Me voici arrivé à cette étrange charge de la brigade légère qui a entouré d’une popularité héroïque lord Cardigan et ses hussards. Ces hussards, je les aperçois encore avec leurs pantalons amarante et leurs pelisses bleues à tresses jonquille, enfin dans toute l’attrayante élégance d’un de ces uniformes justement chers au cœur et aux yeux des jeunes gens. Ils chargent, mais contre qui? contre quoi? On n’aperçoit devant eux, autour d’eux, que des masses de baïonnettes et des redoutes garnies de canons.
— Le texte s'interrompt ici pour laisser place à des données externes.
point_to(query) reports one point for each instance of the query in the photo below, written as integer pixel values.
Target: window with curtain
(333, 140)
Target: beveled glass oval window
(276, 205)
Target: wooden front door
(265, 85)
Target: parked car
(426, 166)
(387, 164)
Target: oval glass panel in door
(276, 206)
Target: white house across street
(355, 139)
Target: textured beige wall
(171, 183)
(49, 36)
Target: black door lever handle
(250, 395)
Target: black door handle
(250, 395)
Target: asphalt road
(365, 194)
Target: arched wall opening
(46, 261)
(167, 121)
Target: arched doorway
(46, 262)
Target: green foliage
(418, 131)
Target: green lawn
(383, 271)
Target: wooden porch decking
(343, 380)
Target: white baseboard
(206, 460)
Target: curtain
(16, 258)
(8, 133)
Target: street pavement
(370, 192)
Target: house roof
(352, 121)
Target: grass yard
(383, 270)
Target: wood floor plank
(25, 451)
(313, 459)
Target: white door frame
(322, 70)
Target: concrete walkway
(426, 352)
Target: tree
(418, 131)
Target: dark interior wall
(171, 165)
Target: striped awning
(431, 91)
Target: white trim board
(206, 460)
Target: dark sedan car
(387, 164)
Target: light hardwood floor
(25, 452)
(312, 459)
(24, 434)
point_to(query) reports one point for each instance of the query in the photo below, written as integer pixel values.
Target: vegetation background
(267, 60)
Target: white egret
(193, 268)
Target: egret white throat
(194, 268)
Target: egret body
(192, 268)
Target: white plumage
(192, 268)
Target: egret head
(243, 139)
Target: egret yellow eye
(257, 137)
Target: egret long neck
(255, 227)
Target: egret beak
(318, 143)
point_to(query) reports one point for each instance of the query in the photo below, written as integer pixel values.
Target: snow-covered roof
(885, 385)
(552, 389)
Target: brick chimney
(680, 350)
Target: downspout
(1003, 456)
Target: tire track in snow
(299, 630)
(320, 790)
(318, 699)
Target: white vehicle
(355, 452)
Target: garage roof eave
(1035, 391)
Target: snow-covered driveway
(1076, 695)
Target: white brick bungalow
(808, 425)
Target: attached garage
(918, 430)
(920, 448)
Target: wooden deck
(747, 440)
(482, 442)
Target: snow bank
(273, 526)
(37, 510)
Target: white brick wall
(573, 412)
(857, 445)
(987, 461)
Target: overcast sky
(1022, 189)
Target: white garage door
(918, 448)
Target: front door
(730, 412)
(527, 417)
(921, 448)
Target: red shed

Aussi ne tardent-ils pas à disparaître dans une fumée blonde, tant les éclairs qui la sillonnent sont nombreux et pressés. Par momens on les entrevoit dans une vraie clarté d’apothéose; puis le nuage ardent se reforme autour d’eux. Enfin cette charge est finie, les voilà qui reviennent, ou plutôt voilà l’âme de cette troupe qui revient dans quelques être miraculeusement préservés. Voilà le souille, voilà le nom de cette famille militaire ramenés par quelques débris ; dans la plupart de ses membres, cette famille n’existe plus.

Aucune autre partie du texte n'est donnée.